Ketika pikirannya terkonsentrasi demikian, murni, bersih, tanpa noda, bebas dari kotoran, lunak, lentur, kokoh, dan mencapai ketanpa-gangguan, ia mengarahkannya pada pengetahuan hancurnya noda-noda. Ia memahami sebagaimana adanya: ‘Ini adalah penderitaan.’ Ia memahami sebagaimana adanya: ‘Ini adalah asal-mula penderitaan.’ Ia memahami sebagaimana adanya: ‘Ini adalah lenyapnya penderitaan.’ Ia memahami sebagaimana adanya: ‘Ini adalah jalan menuju lenyapnya penderitaan.’ Ia memahami sebagaimana adanya: ‘Ini adalah noda-noda.’ Ia memahami sebagaimana adanya: ‘Ini adalah asal-mula noda-noda.’ Ia memahami sebagaimana adanya: ‘Ini adalah lenyapnya noda-noda.’ Ia memahami sebagaimana adanya: ‘Ini adalah jalan menuju lenyapnya noda-noda.’ Ketika ia mengetahui dan melihat demikian, pikirannya terbebas dari noda keinginan indria, dari noda penjelmaan, dan dari noda ketidak-tahuan.

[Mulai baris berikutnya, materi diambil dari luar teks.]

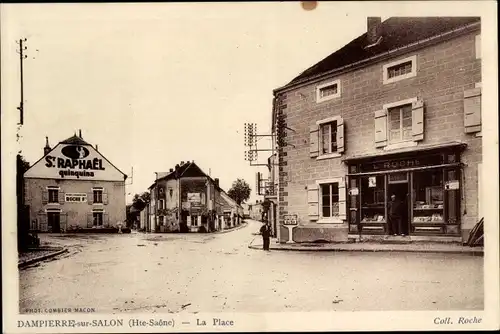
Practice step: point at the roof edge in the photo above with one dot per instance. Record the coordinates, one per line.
(413, 46)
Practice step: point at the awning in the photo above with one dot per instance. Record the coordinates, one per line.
(412, 150)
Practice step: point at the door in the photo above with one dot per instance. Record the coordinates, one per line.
(399, 187)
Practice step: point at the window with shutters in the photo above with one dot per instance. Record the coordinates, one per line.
(97, 195)
(400, 123)
(329, 200)
(53, 194)
(400, 70)
(327, 138)
(328, 91)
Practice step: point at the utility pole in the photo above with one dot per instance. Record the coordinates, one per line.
(22, 56)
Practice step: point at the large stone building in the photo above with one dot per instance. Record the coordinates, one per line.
(395, 111)
(73, 186)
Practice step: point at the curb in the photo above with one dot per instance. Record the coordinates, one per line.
(304, 249)
(41, 258)
(232, 229)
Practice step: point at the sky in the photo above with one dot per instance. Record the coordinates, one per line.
(156, 84)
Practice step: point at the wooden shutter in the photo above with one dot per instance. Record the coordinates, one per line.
(417, 120)
(60, 195)
(90, 219)
(45, 196)
(314, 140)
(104, 197)
(313, 201)
(342, 200)
(472, 110)
(340, 135)
(381, 128)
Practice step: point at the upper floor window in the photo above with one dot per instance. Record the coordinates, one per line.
(400, 123)
(400, 70)
(328, 91)
(328, 137)
(53, 194)
(97, 195)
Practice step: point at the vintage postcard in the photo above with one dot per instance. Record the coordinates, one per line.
(249, 166)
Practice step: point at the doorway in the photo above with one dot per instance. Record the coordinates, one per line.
(399, 186)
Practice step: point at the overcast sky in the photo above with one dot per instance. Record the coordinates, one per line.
(155, 84)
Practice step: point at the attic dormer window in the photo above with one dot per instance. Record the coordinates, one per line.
(400, 70)
(328, 91)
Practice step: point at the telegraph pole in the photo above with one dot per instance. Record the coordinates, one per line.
(22, 56)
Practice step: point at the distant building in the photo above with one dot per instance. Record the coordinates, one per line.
(186, 199)
(395, 111)
(73, 186)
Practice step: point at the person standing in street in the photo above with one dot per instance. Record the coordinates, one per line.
(265, 231)
(395, 207)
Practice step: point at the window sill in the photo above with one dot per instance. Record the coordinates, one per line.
(405, 144)
(329, 156)
(330, 221)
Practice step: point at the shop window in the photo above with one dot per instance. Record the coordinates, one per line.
(400, 123)
(53, 194)
(328, 91)
(428, 199)
(329, 200)
(373, 199)
(328, 137)
(98, 195)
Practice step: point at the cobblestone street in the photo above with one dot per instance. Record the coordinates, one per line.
(219, 273)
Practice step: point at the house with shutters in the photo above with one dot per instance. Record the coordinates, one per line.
(397, 111)
(74, 187)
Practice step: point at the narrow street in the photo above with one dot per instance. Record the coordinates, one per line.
(219, 273)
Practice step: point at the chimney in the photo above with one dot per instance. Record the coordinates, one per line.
(372, 31)
(47, 148)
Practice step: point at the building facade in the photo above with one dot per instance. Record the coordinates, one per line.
(73, 187)
(397, 111)
(186, 199)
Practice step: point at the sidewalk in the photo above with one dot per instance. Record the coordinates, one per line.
(415, 247)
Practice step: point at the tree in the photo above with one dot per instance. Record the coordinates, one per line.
(240, 191)
(140, 201)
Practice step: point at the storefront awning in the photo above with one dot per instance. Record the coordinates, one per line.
(409, 150)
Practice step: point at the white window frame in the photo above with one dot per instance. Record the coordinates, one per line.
(321, 219)
(413, 73)
(404, 143)
(49, 188)
(478, 46)
(329, 97)
(319, 123)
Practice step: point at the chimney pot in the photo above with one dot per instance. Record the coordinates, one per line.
(372, 32)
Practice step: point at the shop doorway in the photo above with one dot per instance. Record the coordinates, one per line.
(400, 187)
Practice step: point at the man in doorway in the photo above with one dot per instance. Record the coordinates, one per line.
(395, 207)
(265, 231)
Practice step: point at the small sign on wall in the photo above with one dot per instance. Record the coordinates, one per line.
(75, 197)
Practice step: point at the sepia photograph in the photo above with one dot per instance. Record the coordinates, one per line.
(249, 166)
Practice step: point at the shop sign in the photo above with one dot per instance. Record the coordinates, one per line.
(75, 197)
(452, 185)
(194, 197)
(290, 220)
(395, 164)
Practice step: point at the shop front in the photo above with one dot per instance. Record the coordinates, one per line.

Ketika terbebaskan, muncullah pengetahuan: ‘Terbebaskan.’ Ia memahami: ‘Kelahiran telah dihancurkan, kehidupan spiritual telah dijalani, apa yang harus dilakukan telah dilakukan, tidak akan kembali lagi pada kondisi makhluk apa pun.’ Ini adalah kemenangan dalam pertempuran.

“Para bhikkhu, Aku katakan bahwa orang ini adalah serupa dengan prajurit yang dapat menahankan awan debu, panji-panji, hiruk-pikuk, dan serangan, dan yang setelah memenangkan pertempuran, ia keluar sebagai pemenang dan menempati posisi di garis depan medan perang. Ada, para bhikkhu, orang seperti demikian di sini. Ini adalah orang jenis ke lima yang serupa dengan seorang prajurit yang terdapat di antara para bhikkhu.

“Ini adalah kelima jenis orang itu yang serupa dengan para prajurit itu terdapat di antara para bhikkhu.”